Jonah's

Tile Scheduling

Motivating the issue

A matrix multiply is embarrassingly parallel. Each output tile can be computed independently. There are no data dependencies, no synchronization, and no ordering constraints. This is a kernel that can run at about 1.05x the speed of CuBLAS at M=N=K=8192. Yet, when we naively order our tiles, don't use a persistent kernel, and don't use TMA multicast, our performance precipitously drops by around 20%. Though a matrix multiply may be embarrassingly parallel, not only when but how you access data certainly does matter.

The tiles themselves, thus, are compute-independent but memory-dependent. They share input data. Tile (0, 3) and tile (1, 3) both read the same B column stripe. Whether that stripe is in L2 or DRAM depends on whether someone recently read it, which depends on visit order.

The GPU has a shared cache but it doesn't have a shared scheduler. L2 may be shared across all SMs, but the runtime assigns tiles to SMs without thinking about data sharing. This necessitates having to encode the sharing pattern into the tile-to-SM mapping yourself, which motivates needing a "smart" tile scheduler.

But even a smart tile ordering only defines which tile each cluster computes. Without persistence, each cluster computes one tile and exits. The next cluster to land on that SM would need to re-warm L2 from scratch. Persistence keeps a small set of clusters alive, each processing a sequence of related tiles, whereby the data warmed by one tile is still in L2 when that same SM starts its next tile.

Yet even with persistence and a smart tile ordering, if we think back to our tiles (0, 3) and (1, 3), each would still need to issue separate TMA loads to pull the same shared B stripe from L2 into their respective SMEMs.
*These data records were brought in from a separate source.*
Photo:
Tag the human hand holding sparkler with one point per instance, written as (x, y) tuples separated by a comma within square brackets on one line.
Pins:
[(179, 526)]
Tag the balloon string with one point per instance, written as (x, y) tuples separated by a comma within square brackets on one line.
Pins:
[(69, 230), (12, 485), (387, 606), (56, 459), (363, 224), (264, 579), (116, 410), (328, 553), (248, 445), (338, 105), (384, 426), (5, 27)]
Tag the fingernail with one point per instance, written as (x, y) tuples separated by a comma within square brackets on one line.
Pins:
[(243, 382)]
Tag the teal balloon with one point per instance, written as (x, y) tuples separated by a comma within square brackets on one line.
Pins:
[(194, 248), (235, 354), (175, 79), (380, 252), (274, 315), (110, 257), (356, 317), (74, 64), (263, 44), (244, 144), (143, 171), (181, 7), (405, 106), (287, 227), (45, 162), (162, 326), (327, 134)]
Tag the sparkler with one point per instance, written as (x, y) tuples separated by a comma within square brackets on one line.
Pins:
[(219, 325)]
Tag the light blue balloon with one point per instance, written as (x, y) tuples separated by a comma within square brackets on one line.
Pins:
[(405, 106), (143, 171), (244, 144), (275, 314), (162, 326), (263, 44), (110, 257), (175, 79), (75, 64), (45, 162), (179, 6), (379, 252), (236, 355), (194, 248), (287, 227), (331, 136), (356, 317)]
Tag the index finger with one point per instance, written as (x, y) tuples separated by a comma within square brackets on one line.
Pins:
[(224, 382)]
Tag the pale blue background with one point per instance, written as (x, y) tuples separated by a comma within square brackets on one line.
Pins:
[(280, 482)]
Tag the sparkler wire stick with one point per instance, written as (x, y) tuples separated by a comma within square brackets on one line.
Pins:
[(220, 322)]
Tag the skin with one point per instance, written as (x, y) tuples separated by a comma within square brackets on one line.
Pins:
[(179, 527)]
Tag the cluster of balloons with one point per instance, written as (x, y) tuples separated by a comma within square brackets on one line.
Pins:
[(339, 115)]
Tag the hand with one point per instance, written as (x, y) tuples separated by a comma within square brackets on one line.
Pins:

With CTA multicasting those two separate TMA transactions are collapsed into one and data is broadcast directly to both CTAs simultaneously.

Some numbers

On an H100, we have 50MB of shared L2 cache and 256KB of combined shared memory and L1 cache with only about 228KB usable. For the sake of easy math, let's assume our data is in bfloat16 and we have a tile shape of (128, 128) => 128 x 128 x 2 bytes == 32KB per tile and M=N=K=8192. This means we have an output grid of 64 x 64 == 4096 tiles. A single stripe of matrix A is 128 * 8192 * 2 bytes == 2MB. B is the same size. Per K-step (k-tile size == (128, 128)) for both A and B (2 x (128 x 128 x 2 bytes) == 64KB). We can fit 50MB / 2 MB == 25 A or B stripes in L2 at once. Cumulatively, A and B take up 2 x (8192 x 8192 x 2 bytes) == 256 MB.

Lastly, an H100 SXM has 132 SMs. With a cluster shape of (1,1,1) (i.e. one CTA per cluster), one wave is 132 clusters launched simultaneously on each SM. So, in total we'll execute math.ceil(4096 / 132) == 32 waves or 32 batches of 132 independently running matrix multiplies (the last batch will only be partially full with 4096 - 132 * 31 == 4 active clusters).

Tile ordering

So tile order matters, but why? Let's think through what data from A and B will be loaded in our naive scenario. In wave 1, we have 132 tiles, and naively tiling from top to bottom, left to right, has us computing output tiles for each column of the first two output rows and the first four columns of the third output row.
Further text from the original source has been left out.